WOM Report – Batushka, Gaerea @ RCA Club, Lisboa – 24.09.18
Finalmente Batushka! Desde daquela madrugada de 2017, no Vagos Metal Fest, que muitos fizeram o voto de os ver novamente – os que estiveram presentes no festival mas também os que não estiveram – depois de largos meses de antecipação, um RCA completamente cheio numa noite sufocante recebeu a banda polaca de forma entusiasta, mas também solene. Isto depois de terem sido muito bem aquecidos.
Aquecidos da melhor forma, acrescento, por uma das grandes bandas nacionais a surgir nos últimos anos: Gaerea. Apesar de terem apenas dois anos, nesses dois anos lançaram um EP e um álbum de valor inestimável, ao nível de qualquer outra proposta de topo. O ambiente era soturno, tal como seria apropriado para a autêntica aula de escuridão claustrofóbica que seria dada. A banda não comunicaria com o público. Para quê? A música já dizia tudo, deixando todos os presentes rendidos graças à vida (sim, também há vida na morte) que temas como “Absent” e “Extention To Nothingness” ganham em cima do palco.
Com uma componente teatral impressionante (onde obviamente teremos que destacar o suporte de micro enxertado numa árvore), que se fundiu na perfeição com os elementos cénicos dos Batushka já presentes no palco, este não foi um concerto normal de black metal. Nem tão pouco de metal. Foi uma experiência sónica que serve para olhar para o abismo que cada um de nós possui dentro de si e que anda praticamente uma vida inteira a fugir do mesmo. Os Gaerea mostraram que não há fuga, não há esperança, apenas o abismo. Ainda que esse abismo possa ser belo como efectivamente é. Não poderia haver proposta mais adequada para os senhores que seguiriam.
Já era sabido que os Batushka não são uma banda normal. Aliás, só a premissa de termos uma banda que assenta o seu conceito cénico e até lírico nos ritos religiosos, mais concretamente da liturgia católica ortodoxa é algo único. Deveria ser, por isso mesmo, algo fácil de descrever. Nada mais errado. Todos os gimmicks (muito famosos hoje em dia para fazer a diferença numa era em que se pensa e muitas vezes se sente que já se viu e ouviu tudo) têm um único intuito: aprofundar a atmosfera de forma a criar um mundo aparte, algo que é atingido com um sucesso avassalador.
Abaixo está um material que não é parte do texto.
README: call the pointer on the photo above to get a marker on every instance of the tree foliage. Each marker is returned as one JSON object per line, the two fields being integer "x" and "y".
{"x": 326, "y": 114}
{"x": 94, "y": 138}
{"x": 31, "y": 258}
De uma forma que ainda estamos para ver superar. Esta era a nossa opinião após o já mencionado concerto no Vagos Metal Fest na sua edição de 2017 que ficou ainda mais reforçada após o concerto no RCA Club.
Começou como o álbum “Litourgiya” (o único da sua carreira até ao momento presente) começa, com os sinos a soar e com os elementos da banda a entrarem em palco, ao som das palmas que se faziam ouvir a acompanhar. Foi uma constante ao longo deste concerto que, tal como aconteceu com os Gaerea, não houve qualquer comunicação com o público a não ser por gestos e vénias que foram feitas, recebidas e/ou antecedidas por salva de palmas. A preparar o ambiente, o primeiro guitarrista acende as velas e coloca-se na sua posição, com os restantes membros a subir ao palco inclusive o baterista que estava do lado direito, atrás de um biombo, praticamente arredado da vista mas não da audição – o que se compreende já o que se pretendia era um ambiente solene com movimentos muito lentos, algo que os blastbeats poderiam distrair.
Todo o ritualismo, toda a componente de imagem só serviram para tornar mais reais as melodias ora melancólicas ora solenes que nos transportavam para um lugar inesperado. Um lugar de comunhão que se materializou oficialmente quando Варфоломей entrou em palco, sacerdote, padre (Batushka em cirílico), com o turíbulo a espalhar o incenso para afastar os maus espíritos e iniciar a vigília noturna. E durante cerca de uma hora foi um desfilar de melodias ora sem distorção, ora em tremolo picking apoiadas na bateria possante e num baixo omnipresente que para além da função que têm vulgarmente num contexto de uma banda de metal, aqui servem como paredes e telhado para esta igreja que nos elevou aos céus – ou às profundezas dos infernos. A dualidade foi uma constante ao longo da sua actuação. Nevoeiro denso que se espalhou por toda a sala como se fosse uma entidade viva que acompanhava a banda, esta foi uma noite memorável que chegou ao final, para muitos, quase de repente. Mesmo com a banda tendo saído do palco, ainda havia quem esperava esperançoso por um encore, mesmo quando a música do RCA, de um contexto completamente diferente, já se fazia ouvir. Acabou e não deixamos de admitir um certo vazio que ficou preenchido apenas pela esperança de que, tal como houve uma segunda vinda, exista uma terceira. A romaria para a liturgia estará certamente presente. Deus lo vult.